Maid Dreamin, Shinjuku

I should stop being in selfies with people cuter than me.

Maid Cafes are common, with various franchisees and concepts, Maid Dreamin being a more generic form as far as I can tell. For a considerable sum, I enjoyed a fairly bland coffee, which featured a magical incantation, and from a distance (courtesy of a group of Americans) a dance performance. I felt ludicrous, but did enjoy the attention, specifically non-sexual, as it was supposed to be from my maid. While I am certainly not immune to kawaii, the whole experience was a little too close to some boundaries I have. 7\10, a fun but one-time-only thing.

Warhammer Cafe, Akihabara
For the Emperor!

I am a big Warhammer 40K nerd, I read a lot of the books but don’t play the game, as soon as I discovered they had this in Tokyo, I knew I had to have a look. The cafe was really just a counter, and I had to take a seat at a bench set up for painting miniatures, and it did take quite a long time to get my latte. While I waited, the manager sat next to me and had a chat, mostly about the hobby and maid cafes, which he informed me about a cyberpunk-themed maid cafe around the corner, which sounded interesting, but I never ended up visiting. I enjoyed some people watching, noting with interest that quite a few couples were walking in and having a look around- proving that indeed some 40K fans have known the touch of a woman. But after a quick look at the displays, there was nothing to keep me here, and I departed. 6/10, would not go out of my way to have coffee here again.

Glitch Coffee, Ginza
“Staff will wear black, customers white, no exceptions”

Down a side road just off from the main shopping area, my Google searches often resulted in mentioning this place as the best coffee in Tokyo. I had to line up for half an hour outside the shop. At first, I enjoyed the wait, listening to the Russian spoken by the couple in line in front of me, and trying to start a conversation with a Japanese man wearing a vintage Nick Cave shirt walking past with his friends. This turned to frustration when it became obvious that the Russian couple gave every indication that this was their first outing without supervision, having a lengthy and ultimately one-sided argument with the staff about their payment policy ( I thought everyone knew by now that having both card and cash is always a good idea when travelling?). Then I was allowed in and able to sniff some beans before ordering. I ordered a short machhiato and selected Catubba Bourbon beans from Colombia. Rather than be seated near the Russians, I sat at the bar and within a few minutes had my drink in front of me.

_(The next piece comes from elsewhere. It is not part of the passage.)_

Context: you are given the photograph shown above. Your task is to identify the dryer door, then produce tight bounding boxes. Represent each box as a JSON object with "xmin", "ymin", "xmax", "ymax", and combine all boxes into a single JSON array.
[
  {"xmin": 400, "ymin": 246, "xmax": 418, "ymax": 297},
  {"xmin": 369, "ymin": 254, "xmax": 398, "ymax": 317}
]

The average person has between two thousand and ten thousand tastebuds, I now know I have six thousand, six hundred and three. Each tastebud in my mouth started singing Accidentally Kelly Street by Frente! as soon as the crema hit them. When I finished my coffee, they started sulking, knowing that they would never be so happy again. I didn’t linger after my drink and headed back to the train station. When I checked my banking app I realised that while that drink was pricy, it was still cheaper than what I paid for Maid Dreamin, so I felt further justified in going out of my way for this experience.